This is the bet we made when we started AC.
We work with our customers to train specialized models to be on the pareto frontier.
Token costs are becoming one of the hottest topics for any enterprise I talk with right now. It’s very bullish for AI in general because it means these systems are being used at a scale that wasn’t contemplated before.
It also gives way to another form of differentiation that will emerge for the applied AI layer, which is model routing.
As tokens take on a significant amount of the cost of any given workflow, then companies will inevitably want to ensure that their dollars go into the most efficient use of tokens for the particular job at hand.
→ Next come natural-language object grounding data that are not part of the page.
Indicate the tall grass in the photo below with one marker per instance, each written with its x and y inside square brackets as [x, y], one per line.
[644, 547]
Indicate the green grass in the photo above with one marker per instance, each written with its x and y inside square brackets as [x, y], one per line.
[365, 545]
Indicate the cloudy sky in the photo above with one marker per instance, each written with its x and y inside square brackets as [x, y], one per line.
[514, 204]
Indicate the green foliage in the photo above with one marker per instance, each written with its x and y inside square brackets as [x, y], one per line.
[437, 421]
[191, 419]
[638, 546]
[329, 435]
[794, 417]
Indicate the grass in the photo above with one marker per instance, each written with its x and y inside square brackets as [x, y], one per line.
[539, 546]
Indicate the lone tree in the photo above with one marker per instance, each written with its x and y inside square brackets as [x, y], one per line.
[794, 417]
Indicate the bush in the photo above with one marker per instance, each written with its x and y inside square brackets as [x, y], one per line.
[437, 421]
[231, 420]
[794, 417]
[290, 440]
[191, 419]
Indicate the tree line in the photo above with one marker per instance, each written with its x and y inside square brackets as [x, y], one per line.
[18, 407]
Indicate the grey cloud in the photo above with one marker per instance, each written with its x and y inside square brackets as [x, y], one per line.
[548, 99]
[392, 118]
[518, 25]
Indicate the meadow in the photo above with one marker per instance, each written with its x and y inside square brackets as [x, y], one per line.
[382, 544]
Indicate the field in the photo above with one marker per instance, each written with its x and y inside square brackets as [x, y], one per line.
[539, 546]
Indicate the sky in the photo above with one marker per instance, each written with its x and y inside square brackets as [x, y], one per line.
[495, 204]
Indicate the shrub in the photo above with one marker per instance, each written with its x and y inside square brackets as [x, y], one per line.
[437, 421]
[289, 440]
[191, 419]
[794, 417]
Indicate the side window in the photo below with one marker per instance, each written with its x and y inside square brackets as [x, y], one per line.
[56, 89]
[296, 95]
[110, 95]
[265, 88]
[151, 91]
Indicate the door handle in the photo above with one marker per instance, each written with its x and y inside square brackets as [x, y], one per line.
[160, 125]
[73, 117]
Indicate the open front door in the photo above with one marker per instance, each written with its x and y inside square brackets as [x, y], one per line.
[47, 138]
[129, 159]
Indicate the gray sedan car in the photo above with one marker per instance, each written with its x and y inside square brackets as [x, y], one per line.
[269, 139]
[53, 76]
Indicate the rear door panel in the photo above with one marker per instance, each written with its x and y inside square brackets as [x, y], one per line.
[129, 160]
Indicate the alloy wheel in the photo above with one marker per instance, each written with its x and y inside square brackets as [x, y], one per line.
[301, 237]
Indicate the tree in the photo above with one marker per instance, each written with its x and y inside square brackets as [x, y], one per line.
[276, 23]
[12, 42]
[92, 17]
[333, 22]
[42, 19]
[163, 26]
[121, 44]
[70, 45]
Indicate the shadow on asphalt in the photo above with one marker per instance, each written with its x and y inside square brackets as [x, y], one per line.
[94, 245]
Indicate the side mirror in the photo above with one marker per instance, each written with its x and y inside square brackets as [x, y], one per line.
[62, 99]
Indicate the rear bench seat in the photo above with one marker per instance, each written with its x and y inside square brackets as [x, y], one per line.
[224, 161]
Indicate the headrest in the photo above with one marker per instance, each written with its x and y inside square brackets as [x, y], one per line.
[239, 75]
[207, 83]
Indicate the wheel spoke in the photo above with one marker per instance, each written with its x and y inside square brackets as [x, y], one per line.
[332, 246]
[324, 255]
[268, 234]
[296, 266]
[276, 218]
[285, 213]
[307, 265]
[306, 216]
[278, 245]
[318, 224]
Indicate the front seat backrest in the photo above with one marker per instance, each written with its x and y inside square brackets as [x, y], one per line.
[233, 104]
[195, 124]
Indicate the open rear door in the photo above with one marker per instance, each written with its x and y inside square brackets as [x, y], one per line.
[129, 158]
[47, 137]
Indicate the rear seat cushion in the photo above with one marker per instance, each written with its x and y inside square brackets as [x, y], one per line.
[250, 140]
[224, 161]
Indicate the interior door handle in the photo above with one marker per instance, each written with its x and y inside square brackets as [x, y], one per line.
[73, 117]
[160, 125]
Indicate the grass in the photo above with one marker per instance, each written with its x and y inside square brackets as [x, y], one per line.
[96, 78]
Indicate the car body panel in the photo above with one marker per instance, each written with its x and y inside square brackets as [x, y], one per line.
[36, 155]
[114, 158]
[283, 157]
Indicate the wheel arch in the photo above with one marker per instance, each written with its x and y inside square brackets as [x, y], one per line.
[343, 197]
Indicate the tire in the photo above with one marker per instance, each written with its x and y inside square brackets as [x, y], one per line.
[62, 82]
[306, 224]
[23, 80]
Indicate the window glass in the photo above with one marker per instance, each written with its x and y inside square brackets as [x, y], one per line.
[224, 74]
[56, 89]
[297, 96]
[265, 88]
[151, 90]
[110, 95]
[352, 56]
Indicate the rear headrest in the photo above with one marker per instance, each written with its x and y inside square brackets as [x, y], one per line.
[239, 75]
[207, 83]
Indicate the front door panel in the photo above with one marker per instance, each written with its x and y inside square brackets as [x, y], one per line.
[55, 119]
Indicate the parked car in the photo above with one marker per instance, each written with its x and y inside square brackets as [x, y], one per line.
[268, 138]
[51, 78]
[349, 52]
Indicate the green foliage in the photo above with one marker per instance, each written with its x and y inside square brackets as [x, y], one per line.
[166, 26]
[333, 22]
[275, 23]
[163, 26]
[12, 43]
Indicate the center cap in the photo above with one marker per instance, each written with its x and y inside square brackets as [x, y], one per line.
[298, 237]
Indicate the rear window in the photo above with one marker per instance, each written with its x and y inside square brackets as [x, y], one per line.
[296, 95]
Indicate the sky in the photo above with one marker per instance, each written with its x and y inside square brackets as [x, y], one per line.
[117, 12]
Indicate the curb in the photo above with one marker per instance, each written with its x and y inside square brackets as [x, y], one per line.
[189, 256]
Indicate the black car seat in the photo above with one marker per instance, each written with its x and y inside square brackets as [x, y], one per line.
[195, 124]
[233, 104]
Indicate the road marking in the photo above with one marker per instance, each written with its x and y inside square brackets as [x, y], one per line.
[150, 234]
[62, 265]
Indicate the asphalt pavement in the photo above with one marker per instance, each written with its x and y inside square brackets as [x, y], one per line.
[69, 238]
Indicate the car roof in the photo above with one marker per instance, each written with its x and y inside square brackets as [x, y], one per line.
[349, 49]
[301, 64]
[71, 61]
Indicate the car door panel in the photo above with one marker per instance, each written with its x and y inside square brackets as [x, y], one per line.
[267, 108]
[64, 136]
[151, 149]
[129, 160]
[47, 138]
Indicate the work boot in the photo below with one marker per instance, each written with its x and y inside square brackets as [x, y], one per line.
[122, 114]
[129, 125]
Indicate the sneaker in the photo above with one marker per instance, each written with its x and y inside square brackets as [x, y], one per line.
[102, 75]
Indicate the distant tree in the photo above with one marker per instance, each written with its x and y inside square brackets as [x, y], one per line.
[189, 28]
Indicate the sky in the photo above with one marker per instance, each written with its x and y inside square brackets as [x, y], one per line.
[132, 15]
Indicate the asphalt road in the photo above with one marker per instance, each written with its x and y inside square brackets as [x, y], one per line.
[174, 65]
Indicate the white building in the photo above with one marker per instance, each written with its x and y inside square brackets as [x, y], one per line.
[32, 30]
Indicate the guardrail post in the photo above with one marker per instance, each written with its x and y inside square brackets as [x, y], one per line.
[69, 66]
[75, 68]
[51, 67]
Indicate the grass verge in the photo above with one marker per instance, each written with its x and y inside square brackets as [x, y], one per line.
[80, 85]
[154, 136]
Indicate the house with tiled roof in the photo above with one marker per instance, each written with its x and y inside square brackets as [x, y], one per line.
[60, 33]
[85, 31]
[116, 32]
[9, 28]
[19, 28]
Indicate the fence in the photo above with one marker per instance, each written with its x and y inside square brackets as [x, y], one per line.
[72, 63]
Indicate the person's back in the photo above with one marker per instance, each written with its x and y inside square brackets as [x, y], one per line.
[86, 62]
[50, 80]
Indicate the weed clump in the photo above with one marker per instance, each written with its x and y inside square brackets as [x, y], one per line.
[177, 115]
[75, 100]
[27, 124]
Frontier intelligence will always be relevant at the high end of tasks, like coding, legal and financial analysis, healthcare, and more. And dollars spent here will only go up over time. But, equally, you can peel off individual tasks to lower cost models (whether they’re from open weights vendors or the major labs) and deliver a more efficient end outcome.
To do this effectively, the applied AI layer needs to understand the workflows in their domain better than anyone else, and be able to mix and match models to different jobs. If you’re doing document extraction, you need to know which models perform better or worse for any given document type. If you’re legal analysis, you want to know which models perform various types of tasks best. And so on.
This will become one of the bigger differentiation points over time. The companies with the best evals, the best ability to route the workloads, and those that have business models directly aligned to customers financial goals, will be in a great position.